Examinando tais dispositivos, preliminarmente, conclui-se: os atos diários de Justiça dos estados deixarão de existir e deverão ser vinculados ao Diário Nacional; a intimação realizada pelo Djen substitui a obrigatoriedade de qualquer outra comunicação; a intimação também será pelo domicílio judicial eletrônico.

O cadastramento do jurisdicionado (pessoa jurídica de direito privado ou de direito público) no domicílio judicial eletrônico é obrigatório, realizando-se por meio de certificado digital vinculado ao CNPJ ou CPF do titular de acordo com o modelo societário.

Aqui abre-se um ponto de insegurança: os atos processuais são praticados por advogados, devidamente inscritos na Ordem dos Advogados do Brasil, tal qual a regulamentação fixada por Lei Federal nº 8.906/94, contudo, as comunicações de intimações serão transmitidas para o domicílio judicial eletrônico do qual é titular o jurisdicionado.

Spacca

E, conforme a redação da Resolução do CNJ supra transcrita, a intimação enviada pela o domicilio judicial eletrônico dispensa qualquer outra forma, inclusive a partir daí fluindo o prazo para a prática do ato.

Se a intimação recebida não é lida, o sistema a considera lida decorrido o prazo de dez dias, nos termos do artigo 20, §4º da resolução, com isso, transferindo para o jurisdicionado o ônus de acompanhamento processual e retirando do advogado a prerrogativa de ser intimado e transmitir ao seu cliente as informações dos processos.

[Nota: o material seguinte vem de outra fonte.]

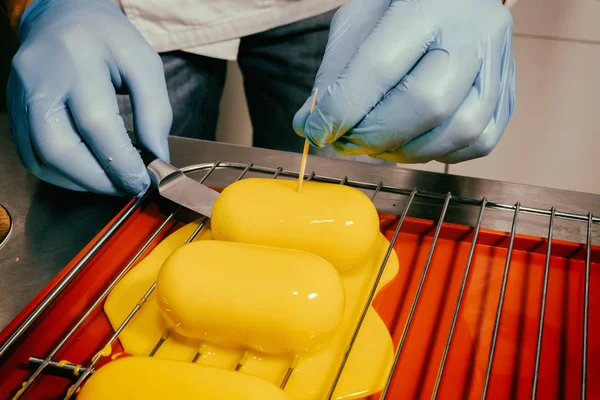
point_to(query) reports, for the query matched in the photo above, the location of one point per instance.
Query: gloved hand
(414, 80)
(63, 112)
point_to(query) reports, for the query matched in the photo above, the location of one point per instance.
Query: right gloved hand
(63, 112)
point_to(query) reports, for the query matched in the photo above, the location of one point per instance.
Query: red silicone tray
(464, 373)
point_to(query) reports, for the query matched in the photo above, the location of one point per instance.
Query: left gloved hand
(414, 80)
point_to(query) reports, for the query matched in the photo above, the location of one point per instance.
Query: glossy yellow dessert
(364, 374)
(145, 378)
(336, 222)
(263, 298)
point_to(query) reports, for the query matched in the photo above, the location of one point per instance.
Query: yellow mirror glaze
(336, 222)
(263, 298)
(145, 378)
(365, 371)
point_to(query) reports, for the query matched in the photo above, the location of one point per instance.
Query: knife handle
(147, 157)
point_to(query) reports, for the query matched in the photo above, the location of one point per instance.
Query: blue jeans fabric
(278, 68)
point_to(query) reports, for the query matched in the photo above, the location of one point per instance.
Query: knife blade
(174, 185)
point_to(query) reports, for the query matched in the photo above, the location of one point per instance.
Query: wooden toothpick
(306, 147)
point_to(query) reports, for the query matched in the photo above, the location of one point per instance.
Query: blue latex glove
(63, 112)
(414, 80)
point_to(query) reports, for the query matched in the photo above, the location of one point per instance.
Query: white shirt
(213, 28)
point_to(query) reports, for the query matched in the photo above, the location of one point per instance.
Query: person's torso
(214, 27)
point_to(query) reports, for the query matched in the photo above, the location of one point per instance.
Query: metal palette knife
(177, 187)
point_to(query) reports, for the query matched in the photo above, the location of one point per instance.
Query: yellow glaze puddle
(143, 378)
(365, 371)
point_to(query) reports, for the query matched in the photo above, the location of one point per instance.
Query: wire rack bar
(417, 297)
(141, 303)
(31, 318)
(459, 301)
(538, 349)
(376, 188)
(371, 295)
(586, 307)
(500, 302)
(400, 190)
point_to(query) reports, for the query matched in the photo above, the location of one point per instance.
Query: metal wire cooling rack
(376, 188)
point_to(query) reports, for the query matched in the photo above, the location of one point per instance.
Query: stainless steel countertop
(51, 225)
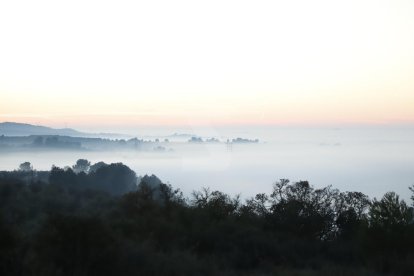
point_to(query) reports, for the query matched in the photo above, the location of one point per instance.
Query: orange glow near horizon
(94, 63)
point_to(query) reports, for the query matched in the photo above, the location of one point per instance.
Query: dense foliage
(95, 220)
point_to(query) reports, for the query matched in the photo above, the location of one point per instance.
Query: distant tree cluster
(95, 220)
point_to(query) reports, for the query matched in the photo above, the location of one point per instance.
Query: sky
(165, 63)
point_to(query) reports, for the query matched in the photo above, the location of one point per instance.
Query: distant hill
(20, 129)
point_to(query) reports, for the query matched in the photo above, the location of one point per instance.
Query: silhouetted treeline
(96, 220)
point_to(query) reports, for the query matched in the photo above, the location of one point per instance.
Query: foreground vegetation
(96, 220)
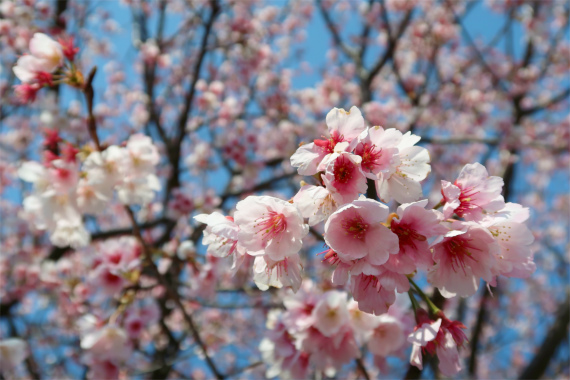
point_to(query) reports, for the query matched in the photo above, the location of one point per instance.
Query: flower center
(343, 168)
(355, 227)
(369, 154)
(271, 225)
(406, 235)
(460, 251)
(466, 199)
(328, 145)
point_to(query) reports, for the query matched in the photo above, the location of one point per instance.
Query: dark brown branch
(334, 32)
(557, 333)
(57, 252)
(549, 103)
(362, 368)
(176, 146)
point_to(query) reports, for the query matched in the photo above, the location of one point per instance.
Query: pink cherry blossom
(399, 165)
(47, 50)
(387, 337)
(473, 193)
(331, 313)
(344, 128)
(514, 239)
(270, 226)
(355, 231)
(374, 288)
(414, 225)
(463, 256)
(315, 203)
(221, 234)
(278, 274)
(108, 343)
(344, 179)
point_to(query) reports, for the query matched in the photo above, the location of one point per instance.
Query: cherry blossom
(355, 231)
(270, 226)
(473, 193)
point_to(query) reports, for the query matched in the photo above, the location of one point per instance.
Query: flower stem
(432, 308)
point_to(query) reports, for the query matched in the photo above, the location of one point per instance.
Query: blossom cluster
(37, 69)
(70, 183)
(327, 330)
(375, 252)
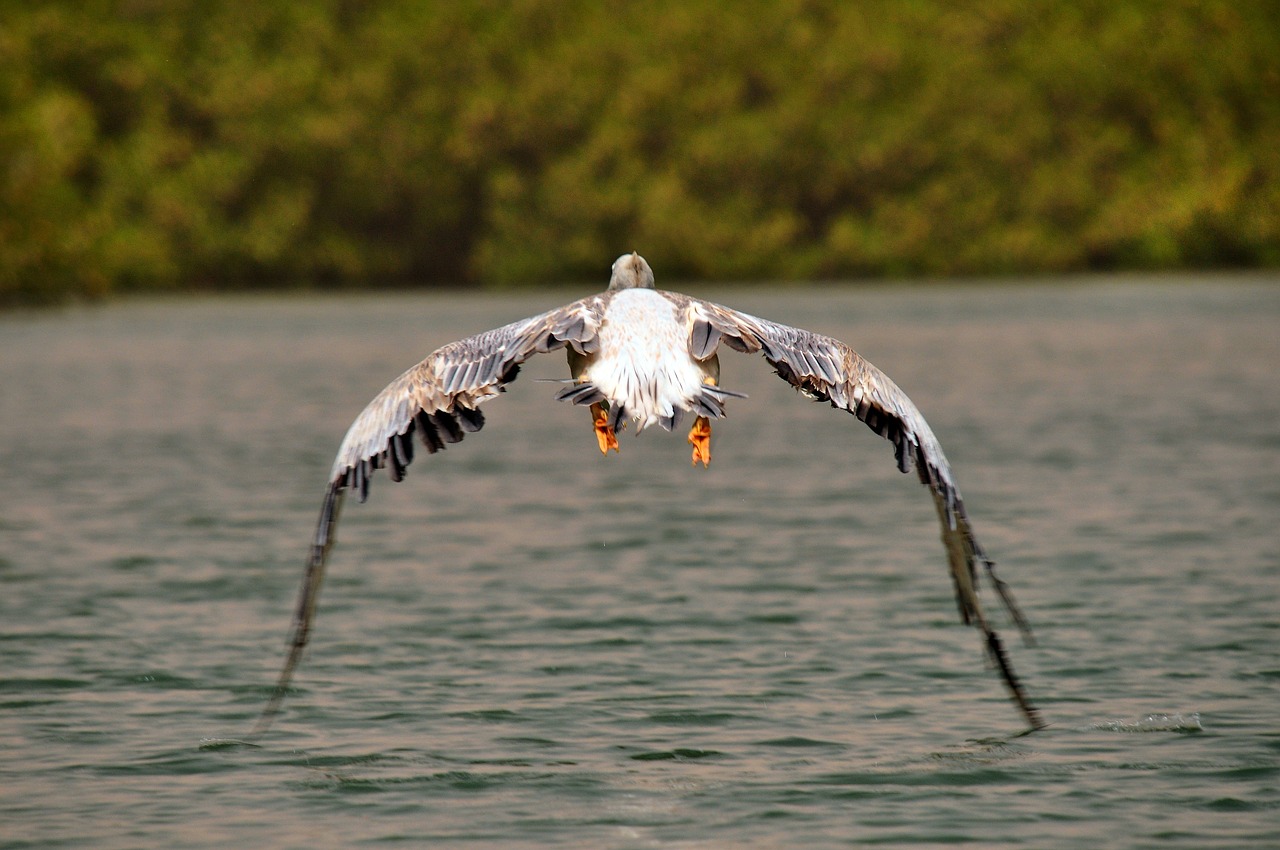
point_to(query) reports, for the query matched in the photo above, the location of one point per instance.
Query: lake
(529, 644)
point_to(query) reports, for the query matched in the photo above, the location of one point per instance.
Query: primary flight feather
(645, 356)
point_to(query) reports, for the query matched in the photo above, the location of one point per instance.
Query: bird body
(644, 356)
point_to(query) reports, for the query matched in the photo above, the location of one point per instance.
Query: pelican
(644, 356)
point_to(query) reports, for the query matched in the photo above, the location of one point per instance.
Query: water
(525, 644)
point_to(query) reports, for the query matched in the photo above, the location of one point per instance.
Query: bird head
(631, 272)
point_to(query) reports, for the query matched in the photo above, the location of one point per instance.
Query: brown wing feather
(438, 400)
(828, 370)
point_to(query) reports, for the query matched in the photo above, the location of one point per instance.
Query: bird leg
(700, 438)
(604, 434)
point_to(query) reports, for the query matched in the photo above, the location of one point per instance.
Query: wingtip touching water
(639, 356)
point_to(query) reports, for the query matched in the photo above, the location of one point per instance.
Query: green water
(526, 644)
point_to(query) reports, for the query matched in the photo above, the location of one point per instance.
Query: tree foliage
(161, 144)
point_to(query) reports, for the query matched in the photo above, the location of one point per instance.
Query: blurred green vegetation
(174, 144)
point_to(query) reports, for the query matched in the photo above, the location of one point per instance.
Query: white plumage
(645, 356)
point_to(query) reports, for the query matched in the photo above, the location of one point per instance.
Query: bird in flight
(644, 356)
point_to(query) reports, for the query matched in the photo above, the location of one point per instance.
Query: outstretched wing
(438, 400)
(827, 370)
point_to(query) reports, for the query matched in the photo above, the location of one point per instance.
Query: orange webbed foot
(604, 434)
(700, 438)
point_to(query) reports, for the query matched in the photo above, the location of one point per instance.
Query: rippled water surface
(528, 644)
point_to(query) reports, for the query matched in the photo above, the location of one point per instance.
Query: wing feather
(439, 400)
(826, 369)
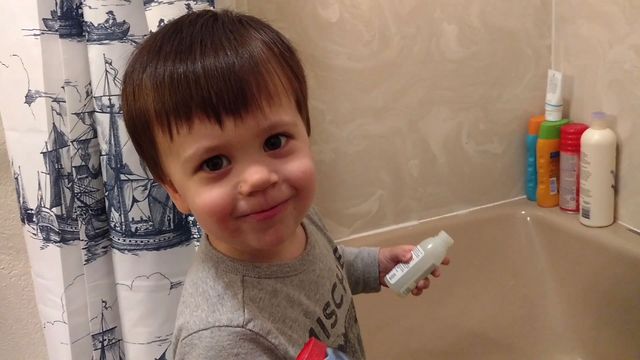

O CNJ menciona na Portaria nº 46/2024 que fará campanha de conscientização de uso da ferramenta do domicílio judicial eletrônico. Porém, nós, advogados, não temos visto nenhuma dessas medidas.

Inclusive, nem mesmo aos profissionais do direito a ferramenta foi preambularmente apresentada, nem sequer em rede nacional, embora se cuide de cadastro obrigatório para exercício do acesso à Justiça.

Problemas para advocacia

Na prática, já sabemos bem o que ocorrerá: as empresas sofrerão com perda de prazo, revelia, expropriação de bens, com isso desemprego e mais um incentivo para que o empresário deixe de atuar no burocrático sistema brasileiro da tardia tecnologia.

Por aqui, em vez de a tecnologia atuar em prol da facilitação dos meios de acesso à justiça, ocorre justamente o contrário: transfere-se a responsabilidade pela condução de processos a pessoas desassistidas de conhecimento técnico.

Há outra incógnita não resolvida pela Portaria do CNJ: e no caso de o empresário ser pessoa com deficiência? Visual? Auditiva? Como serão encaminhados os atos processuais?

E mais, outro grave equívoco é o CNJ realizar o cadastro compulsoriamente caso o jurisdicionado não o faça, a partir de dados da Receita Federal que também são, de trivial sabença, desatualizados.

Na obra pioneira do tema de acesso à Justiça, os professores Bryan Garth e Mauro Cappelletti justamente defendiam a desburocratização do acesso à Justiça, a facilitação, simplicidade, aproximação das pessoas ao Poder Judiciário.

Porém, o CNJ parece ignorar a realidade brasileira. Milhares de pessoas não têm acesso ininterrupto à internet, não possuem nem vaga noção da diferença de uma citação e uma intimação, não acessam e-mail o dia todo ou todo o dia.

Os advogados já lutam para que os drivers e o Java façam rodar o certificado digital entre o PJE, Esaj, Eproc, Projudi, e tantos outros sistemas dos tribunais, não se pode presumir que o cidadão que não é bacharel em direito tenha também tal conhecimento técnico.